Could the Dems be so scared of losing (or so intent on winning) that they will do whatever it takes--even fabricating evidence?
Independent document examiner Sandra Ramsey Lines (search) said the memos looked like they had been produced on a computer using Microsoft Word software, which wasn't available when the documents were supposedly written in 1972 and 1973.
Lines, a document expert and fellow of the American Academy of Forensic Sciences (search), pointed to a superscript — a smaller, raised "th" in "111th Fighter Interceptor Squadron" — as evidence indicating forgery. Microsoft Word automatically inserts superscripts in the same style as the two on the memos obtained by CBS, she said.
"I'm virtually certain these were computer-generated," Lines said after reviewing copies of the documents at her office in Paradise Valley, Ariz.
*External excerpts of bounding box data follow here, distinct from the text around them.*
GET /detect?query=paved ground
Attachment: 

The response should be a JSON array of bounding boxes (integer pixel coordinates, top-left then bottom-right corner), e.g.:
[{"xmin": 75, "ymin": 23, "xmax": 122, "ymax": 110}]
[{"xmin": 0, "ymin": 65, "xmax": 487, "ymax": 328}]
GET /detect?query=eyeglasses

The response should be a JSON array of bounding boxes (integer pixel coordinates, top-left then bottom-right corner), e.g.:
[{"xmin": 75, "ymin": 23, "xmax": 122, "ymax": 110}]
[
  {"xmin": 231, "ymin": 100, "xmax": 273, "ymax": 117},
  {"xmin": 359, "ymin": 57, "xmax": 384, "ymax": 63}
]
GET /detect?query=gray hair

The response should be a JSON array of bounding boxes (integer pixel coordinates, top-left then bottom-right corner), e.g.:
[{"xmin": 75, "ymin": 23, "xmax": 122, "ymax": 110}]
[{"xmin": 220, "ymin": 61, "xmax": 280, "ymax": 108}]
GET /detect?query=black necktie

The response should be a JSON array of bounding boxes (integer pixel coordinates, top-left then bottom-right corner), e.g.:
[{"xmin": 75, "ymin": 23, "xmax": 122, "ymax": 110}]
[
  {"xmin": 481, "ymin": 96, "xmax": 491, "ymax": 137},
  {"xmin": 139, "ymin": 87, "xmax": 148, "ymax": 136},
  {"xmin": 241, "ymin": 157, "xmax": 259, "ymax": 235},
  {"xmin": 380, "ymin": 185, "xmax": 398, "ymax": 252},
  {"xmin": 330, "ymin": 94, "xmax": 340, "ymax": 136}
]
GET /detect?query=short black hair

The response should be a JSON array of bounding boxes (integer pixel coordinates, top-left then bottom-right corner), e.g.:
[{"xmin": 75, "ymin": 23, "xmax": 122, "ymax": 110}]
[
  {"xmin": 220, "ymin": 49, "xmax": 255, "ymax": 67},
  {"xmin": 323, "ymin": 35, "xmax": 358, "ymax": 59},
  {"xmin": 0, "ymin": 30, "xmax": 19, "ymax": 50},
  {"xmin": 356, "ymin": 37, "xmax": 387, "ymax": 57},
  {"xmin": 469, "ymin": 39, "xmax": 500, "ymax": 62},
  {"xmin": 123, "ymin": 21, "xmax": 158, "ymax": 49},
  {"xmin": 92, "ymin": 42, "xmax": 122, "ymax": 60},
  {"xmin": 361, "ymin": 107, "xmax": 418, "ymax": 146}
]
She produced a nearly identical document using her computer's Microsoft Word software.
(Read the entire story at FOXNews)
I may not be a document specialist, but in the early 70's, there were very few typewriters capable of creating "a smaller, raised "th"" of the sort noted--only the IBM Selectric comes to mind. Any early 70s veterans out there remember seeing Selectrics on a clerk's desk? Awfully expensive typewriters at the time--it's hard to imagine an ANG unit would have one.